I got into stand-up through improv comedy. In the summer of 2005, I was hanging out with a local improv troupe called Section 8. After several Budweisers and a fair amount of whiskey late one night at the Regal Beagle, one of the troupe members told me "girls aren't funny."
In investigating this claim for a Dallas Observer article, I met stand-up comic Linda Stogner, who owns the Backdoor Comedy Club, an intimate room downtown that features the best local comics. That includes Stogner herself, a 15-year veteran of stand-up. Back then, Stogner suggested I give one of her open mikes a try, but I didn't have the balls. Being funny was a defining characteristic of my personality. I was so sure that I was funny that I was terrified to be proven wrong. If I bombed, that meant I wouldn't be Andrea.
But stand-up continued to nag at me. I knew I'd never do it unless I made it part of my job. So I told my editors to expect a story about comedy and booked myself at the Backdoor open mike. I expected it to be difficult, but I didn't know how hard, or how intensely rewarding, it could be.
Laughs come with a price. Comics who want to make it big have to tell jokes four or five nights a week, minimum. That kills relationships. And if being out every night doesn't do things in, the jokes might. Dallas comic Paul Varghese recalls having a girlfriend come to his show only to hear him talk onstage about having concerns in his relationship. On the car ride home came the inevitable: "Did you really mean it when you said that you hate commitment?" Varghese jokes that he'd just tell her, "Um, you wanna go watch The Notebook?"
Open mikes and headlining can eat up a life, and not many people fancy shoving their spouses out the door every night to face being left alone.
Then there's the struggle of balancing a day job. Larry Campbell worked the early shift at a West Dallas gas station. That meant getting up at 4:30 a.m., just a few hours after finishing a midnight set. He has a new job now, teaching at a local school. "Now I can sleep until 5:30 in the morning," he jokes. Way, way better.

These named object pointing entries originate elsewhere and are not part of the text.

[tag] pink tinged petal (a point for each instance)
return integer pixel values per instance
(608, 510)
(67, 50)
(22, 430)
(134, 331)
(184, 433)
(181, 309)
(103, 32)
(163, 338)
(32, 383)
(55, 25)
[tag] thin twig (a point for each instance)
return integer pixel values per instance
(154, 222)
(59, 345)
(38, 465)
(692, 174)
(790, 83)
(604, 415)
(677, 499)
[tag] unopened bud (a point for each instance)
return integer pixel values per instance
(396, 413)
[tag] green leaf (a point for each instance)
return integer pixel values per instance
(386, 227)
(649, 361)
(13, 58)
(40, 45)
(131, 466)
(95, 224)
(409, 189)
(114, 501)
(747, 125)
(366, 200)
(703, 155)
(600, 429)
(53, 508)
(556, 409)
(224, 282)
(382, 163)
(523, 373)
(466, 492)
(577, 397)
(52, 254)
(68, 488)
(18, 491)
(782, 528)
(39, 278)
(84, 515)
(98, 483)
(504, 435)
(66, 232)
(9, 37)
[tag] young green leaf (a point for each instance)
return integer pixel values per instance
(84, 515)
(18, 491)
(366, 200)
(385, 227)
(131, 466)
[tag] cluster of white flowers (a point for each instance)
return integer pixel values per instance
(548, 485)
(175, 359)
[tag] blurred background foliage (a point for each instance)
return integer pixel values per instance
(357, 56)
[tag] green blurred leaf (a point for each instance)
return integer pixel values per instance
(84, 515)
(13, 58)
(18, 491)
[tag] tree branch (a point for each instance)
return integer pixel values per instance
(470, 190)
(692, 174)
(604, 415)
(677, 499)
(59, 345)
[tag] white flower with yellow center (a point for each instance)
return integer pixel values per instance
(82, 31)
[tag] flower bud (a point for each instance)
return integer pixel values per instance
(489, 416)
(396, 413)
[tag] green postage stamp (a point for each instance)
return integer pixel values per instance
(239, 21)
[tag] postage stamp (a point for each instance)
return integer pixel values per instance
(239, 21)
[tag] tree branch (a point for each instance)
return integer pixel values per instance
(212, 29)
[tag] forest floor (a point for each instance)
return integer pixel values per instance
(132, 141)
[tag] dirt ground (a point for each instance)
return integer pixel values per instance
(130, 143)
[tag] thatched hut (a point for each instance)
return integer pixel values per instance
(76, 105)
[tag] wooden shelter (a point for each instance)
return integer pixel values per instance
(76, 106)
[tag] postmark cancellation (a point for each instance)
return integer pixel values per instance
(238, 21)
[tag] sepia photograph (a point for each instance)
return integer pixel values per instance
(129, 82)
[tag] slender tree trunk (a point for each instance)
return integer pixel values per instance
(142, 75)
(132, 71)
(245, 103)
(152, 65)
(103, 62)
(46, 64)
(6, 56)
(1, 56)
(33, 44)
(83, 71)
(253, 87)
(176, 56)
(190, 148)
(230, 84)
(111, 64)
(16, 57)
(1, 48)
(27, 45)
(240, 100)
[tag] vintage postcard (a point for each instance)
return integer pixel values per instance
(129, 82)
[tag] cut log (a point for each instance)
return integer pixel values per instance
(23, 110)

Why endure? I've spent the past four months trying to answer that question. I've been the 47th performer of the night at an open mike, telling jokes at 12:45 a.m. to four people, among them a guy who calls himself the "hoe man" and carries a garden tool onstage. I've been told my jokes didn't work because my "tits got in the way," a charming variation of "girls aren't funny." I've bombed hard in front of a huge, kind crowd who loved every other comic that evening.
But I've also had exactly two thrilling nights where I played for packed audiences who laughed hard—sometimes even with applause breaks. Those are rare moments for an open miker like me, and they fuel the addiction. With enough work, bombing stops being a concern. Eventually you have enough good material that you can work almost any room. So, night after night, I joined the motley bunch of comic hopefuls and seasoned veterans who make up the Dallas comedy scene. Now I'm always chasing the high.